In [2]:
import torch
from transformers import BertTokenizer, BertModel
import pandas as pd
import numpy as np
import requests
from functions import *

In [3]:
import pykeen

In [4]:
use_cuda = torch.cuda.is_available()
use_cuda

True

#### Dataset exploring

##### FB15k-237

In [5]:
from pykeen.datasets import FB15k237

In [30]:
data = FB15k237()
data

You're trying to map triples with 30 entities and 0 relations that are not in the training set.
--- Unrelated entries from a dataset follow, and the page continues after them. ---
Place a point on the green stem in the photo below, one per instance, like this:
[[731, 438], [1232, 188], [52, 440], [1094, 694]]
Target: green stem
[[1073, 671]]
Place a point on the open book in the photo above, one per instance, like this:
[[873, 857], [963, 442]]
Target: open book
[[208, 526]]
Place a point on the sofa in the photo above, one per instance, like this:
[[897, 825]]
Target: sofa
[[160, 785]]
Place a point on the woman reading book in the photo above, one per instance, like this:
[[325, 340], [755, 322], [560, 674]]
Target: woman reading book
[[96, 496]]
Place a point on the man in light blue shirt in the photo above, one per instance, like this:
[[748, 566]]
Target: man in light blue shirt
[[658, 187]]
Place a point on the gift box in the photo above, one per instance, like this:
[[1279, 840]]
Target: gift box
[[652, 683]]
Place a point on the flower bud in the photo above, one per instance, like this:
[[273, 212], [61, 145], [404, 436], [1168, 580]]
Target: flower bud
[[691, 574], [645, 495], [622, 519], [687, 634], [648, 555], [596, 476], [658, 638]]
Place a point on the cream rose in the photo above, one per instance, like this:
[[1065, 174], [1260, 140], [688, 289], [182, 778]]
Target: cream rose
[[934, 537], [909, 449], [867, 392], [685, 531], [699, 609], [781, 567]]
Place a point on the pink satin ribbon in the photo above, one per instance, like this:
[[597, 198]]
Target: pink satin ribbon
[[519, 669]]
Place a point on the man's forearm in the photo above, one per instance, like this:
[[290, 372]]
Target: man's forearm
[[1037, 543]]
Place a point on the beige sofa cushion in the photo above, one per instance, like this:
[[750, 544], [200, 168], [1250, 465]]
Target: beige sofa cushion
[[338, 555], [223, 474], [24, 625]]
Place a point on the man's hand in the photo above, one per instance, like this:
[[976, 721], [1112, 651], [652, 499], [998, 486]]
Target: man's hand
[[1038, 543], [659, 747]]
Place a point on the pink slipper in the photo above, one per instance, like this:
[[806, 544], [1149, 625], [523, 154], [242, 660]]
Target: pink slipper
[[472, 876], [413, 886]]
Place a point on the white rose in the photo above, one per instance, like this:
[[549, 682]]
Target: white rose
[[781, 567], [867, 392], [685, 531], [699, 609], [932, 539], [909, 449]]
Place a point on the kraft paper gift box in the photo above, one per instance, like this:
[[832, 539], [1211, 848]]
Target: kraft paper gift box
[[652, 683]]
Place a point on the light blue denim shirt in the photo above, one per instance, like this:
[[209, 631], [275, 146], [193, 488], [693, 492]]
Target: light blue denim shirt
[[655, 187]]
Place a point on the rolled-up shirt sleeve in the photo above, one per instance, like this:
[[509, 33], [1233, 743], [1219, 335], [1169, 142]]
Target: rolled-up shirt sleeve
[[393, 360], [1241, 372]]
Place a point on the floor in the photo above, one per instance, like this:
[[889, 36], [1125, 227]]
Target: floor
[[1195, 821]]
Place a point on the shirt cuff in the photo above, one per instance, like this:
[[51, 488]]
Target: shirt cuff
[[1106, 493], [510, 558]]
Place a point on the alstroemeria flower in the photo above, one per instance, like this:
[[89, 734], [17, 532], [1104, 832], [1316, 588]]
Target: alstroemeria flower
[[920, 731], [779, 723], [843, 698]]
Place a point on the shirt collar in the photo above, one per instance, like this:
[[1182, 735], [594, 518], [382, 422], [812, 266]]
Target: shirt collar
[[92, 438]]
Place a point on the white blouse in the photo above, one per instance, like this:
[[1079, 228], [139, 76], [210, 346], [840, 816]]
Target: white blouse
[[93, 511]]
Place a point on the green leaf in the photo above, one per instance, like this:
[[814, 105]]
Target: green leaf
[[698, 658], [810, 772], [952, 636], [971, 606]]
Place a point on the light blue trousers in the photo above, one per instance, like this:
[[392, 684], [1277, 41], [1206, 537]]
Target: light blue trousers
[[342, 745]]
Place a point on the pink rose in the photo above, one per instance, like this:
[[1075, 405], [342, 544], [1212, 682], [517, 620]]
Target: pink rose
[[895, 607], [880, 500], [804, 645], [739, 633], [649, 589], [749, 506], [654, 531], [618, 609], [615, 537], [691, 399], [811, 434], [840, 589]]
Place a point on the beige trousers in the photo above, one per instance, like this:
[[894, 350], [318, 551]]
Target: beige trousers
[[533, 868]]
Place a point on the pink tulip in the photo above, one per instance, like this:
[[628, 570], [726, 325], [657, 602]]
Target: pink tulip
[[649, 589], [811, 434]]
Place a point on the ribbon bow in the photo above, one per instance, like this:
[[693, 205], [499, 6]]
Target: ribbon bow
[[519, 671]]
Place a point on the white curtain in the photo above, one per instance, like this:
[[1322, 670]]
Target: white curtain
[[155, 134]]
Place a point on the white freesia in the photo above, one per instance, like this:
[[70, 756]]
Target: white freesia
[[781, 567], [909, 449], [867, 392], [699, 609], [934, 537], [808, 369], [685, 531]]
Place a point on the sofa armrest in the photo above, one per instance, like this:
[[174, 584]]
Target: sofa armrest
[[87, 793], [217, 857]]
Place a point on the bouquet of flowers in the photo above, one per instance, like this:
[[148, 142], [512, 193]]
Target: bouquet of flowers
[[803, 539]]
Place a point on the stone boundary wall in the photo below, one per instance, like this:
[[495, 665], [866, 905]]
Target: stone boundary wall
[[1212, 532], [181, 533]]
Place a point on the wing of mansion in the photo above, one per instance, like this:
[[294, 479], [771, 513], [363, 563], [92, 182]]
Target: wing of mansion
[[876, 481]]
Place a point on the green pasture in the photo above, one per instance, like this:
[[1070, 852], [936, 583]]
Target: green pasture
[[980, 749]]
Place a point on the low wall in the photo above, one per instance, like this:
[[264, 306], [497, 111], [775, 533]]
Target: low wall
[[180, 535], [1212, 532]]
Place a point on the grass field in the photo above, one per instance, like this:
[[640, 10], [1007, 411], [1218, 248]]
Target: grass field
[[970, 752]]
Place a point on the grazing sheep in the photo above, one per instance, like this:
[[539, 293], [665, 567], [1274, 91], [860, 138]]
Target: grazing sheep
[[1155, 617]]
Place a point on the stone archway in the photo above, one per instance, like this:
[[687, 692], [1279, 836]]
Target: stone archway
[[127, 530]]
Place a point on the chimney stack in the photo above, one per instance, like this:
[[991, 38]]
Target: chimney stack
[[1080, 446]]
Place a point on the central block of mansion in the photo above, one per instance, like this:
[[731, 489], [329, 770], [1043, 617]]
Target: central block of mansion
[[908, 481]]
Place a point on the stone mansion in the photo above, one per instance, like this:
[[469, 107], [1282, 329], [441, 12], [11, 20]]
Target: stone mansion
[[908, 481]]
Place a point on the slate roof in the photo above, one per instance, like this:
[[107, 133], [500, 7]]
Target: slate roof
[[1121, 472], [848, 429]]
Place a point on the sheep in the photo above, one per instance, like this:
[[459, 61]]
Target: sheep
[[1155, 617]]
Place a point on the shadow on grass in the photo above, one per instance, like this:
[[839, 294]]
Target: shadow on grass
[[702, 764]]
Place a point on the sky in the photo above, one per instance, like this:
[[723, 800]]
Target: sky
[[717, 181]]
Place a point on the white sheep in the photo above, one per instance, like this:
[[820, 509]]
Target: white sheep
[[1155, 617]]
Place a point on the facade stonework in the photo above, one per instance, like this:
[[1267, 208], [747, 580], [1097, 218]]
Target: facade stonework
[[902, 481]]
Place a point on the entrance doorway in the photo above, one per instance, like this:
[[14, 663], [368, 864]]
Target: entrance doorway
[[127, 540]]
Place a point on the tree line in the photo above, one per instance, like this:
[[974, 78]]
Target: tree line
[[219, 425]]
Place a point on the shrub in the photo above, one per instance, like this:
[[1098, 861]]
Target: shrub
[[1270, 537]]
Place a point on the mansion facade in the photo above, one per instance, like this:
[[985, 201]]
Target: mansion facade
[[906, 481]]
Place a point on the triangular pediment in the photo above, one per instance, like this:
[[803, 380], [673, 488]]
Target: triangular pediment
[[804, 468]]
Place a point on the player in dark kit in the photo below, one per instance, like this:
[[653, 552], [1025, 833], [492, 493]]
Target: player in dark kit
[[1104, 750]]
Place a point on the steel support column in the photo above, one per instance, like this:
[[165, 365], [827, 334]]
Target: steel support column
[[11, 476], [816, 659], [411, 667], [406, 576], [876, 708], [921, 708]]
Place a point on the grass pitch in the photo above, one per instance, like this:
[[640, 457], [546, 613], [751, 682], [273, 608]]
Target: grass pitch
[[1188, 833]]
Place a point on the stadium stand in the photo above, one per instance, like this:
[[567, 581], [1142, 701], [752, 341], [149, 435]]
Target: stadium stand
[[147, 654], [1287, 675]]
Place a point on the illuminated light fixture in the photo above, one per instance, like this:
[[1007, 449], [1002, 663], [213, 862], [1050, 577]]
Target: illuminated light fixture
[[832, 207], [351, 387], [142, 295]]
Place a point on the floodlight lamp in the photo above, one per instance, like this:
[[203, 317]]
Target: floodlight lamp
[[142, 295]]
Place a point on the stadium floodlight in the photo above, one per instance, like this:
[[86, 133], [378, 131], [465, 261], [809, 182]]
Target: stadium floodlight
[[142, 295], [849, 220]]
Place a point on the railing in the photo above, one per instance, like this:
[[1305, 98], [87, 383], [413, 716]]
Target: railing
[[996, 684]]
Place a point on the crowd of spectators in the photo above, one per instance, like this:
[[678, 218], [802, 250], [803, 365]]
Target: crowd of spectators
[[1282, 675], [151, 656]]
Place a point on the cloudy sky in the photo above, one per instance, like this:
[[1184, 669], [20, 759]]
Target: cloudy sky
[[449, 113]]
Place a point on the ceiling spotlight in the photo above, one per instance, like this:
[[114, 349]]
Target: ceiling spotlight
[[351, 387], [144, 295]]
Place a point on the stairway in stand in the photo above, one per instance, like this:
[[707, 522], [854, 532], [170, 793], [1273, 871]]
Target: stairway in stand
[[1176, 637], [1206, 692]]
These triples will be excluded from the mapping.
In total 28 from 20466 triples were filtered out


FB15k237(num_entities=14505, num_relations=237, create_inverse_triples=False)

In [7]:
# Store the entity-to-id and relation-to-id relationship in separate dictionaries
ent_to_id = data.entity_to_id
rel_to_id = data.relation_to_id

In [11]:
df_entity2text = pd.read_csv('data/fb15k237_entity2text.txt', delimiter="\t", header = None, names=["id", "entity"])
df_entity2text[:5]

Unnamed: 0,id,entity
0,/m/06rf7,Schleswig-Holstein
1,/m/0c94fn,Gary Rydstrom
2,/m/016ywr,Jeremy Irons
3,/m/01yjl,Chicago Cubs
4,/m/02hrh1q,Actor-GB


In [16]:
df_entity2text.shape

(14951, 2)

#### Generate BERT embeddings 

In [10]:
# Load the BERT model
tokenizer = BertTokenizer.from_pretrained('bert-base-uncased')
model = BertModel.from_pretrained('bert-base-uncased', output_hidden_states=True)
model = model.to("cuda:0")

Some weights of the model checkpoint at bert-base-uncased were not used when initializing BertModel: ['cls.predictions.transform.LayerNorm.bias', 'cls.predictions.transform.dense.weight', 'cls.predictions.decoder.weight', 'cls.seq_relationship.bias', 'cls.seq_relationship.weight', 'cls.predictions.transform.LayerNorm.weight', 'cls.predictions.transform.dense.bias', 'cls.predictions.bias']
- This IS expected if you are initializing BertModel from the checkpoint of a model trained on another task or with another architecture (e.g. initializing a BertForSequenceClassification model from a BertForPreTraining model).
- This IS NOT expected if you are initializing BertModel from the checkpoint of a model that you expect to be exactly identical (initializing a BertForSequenceClassification model from a BertForSequenceClassification model).


In [None]:
df_entity2text = pd.read_csv('data/wn18rr_entity2text.txt', delimiter="\t", header = None, names=["id", "definition"])
df_entity2text[["entity", "description"]] = df_entity2text["definition"].str.split(',', n=1, expand=True)
df_entity2text[:5]

In [12]:
# Tokenize the KG entities
input_to_tokens = tokenizer(df_entity2text["entity"].to_list(), padding=True, return_tensors='pt')['input_ids']
input_to_tokens.device

device(type='cpu')

In [19]:
input_to_tokens

tensor([[  101, 21173,  1011,  ...,     0,     0,     0],
        [  101,  5639, 29431,  ...,     0,     0,     0],
        [  101,  7441,  3707,  ...,     0,     0,     0],
        ...,
        [  101,  5696,  7842,  ...,     0,     0,     0],
        [  101, 13081,  2118,  ...,     0,     0,     0],
        [  101, 12300,   102,  ...,     0,     0,     0]])

In [23]:
tokenizer.convert_ids_to_tokens(input_to_tokens[3])

['[CLS]',
 'chicago',
 'cubs',
 '[SEP]',
 '[PAD]',
 '[PAD]',
 '[PAD]',
 '[PAD]',
 '[PAD]',
 '[PAD]',
 '[PAD]',
 '[PAD]',
 '[PAD]',
 '[PAD]',
 '[PAD]',
 '[PAD]',
 '[PAD]',
 '[PAD]',
 '[PAD]',
 '[PAD]']

In [24]:
cd = customdata(input_to_tokens)
dataloader = torch.utils.data.DataLoader(cd, batch_size = 2500, shuffle = False, num_workers = 0)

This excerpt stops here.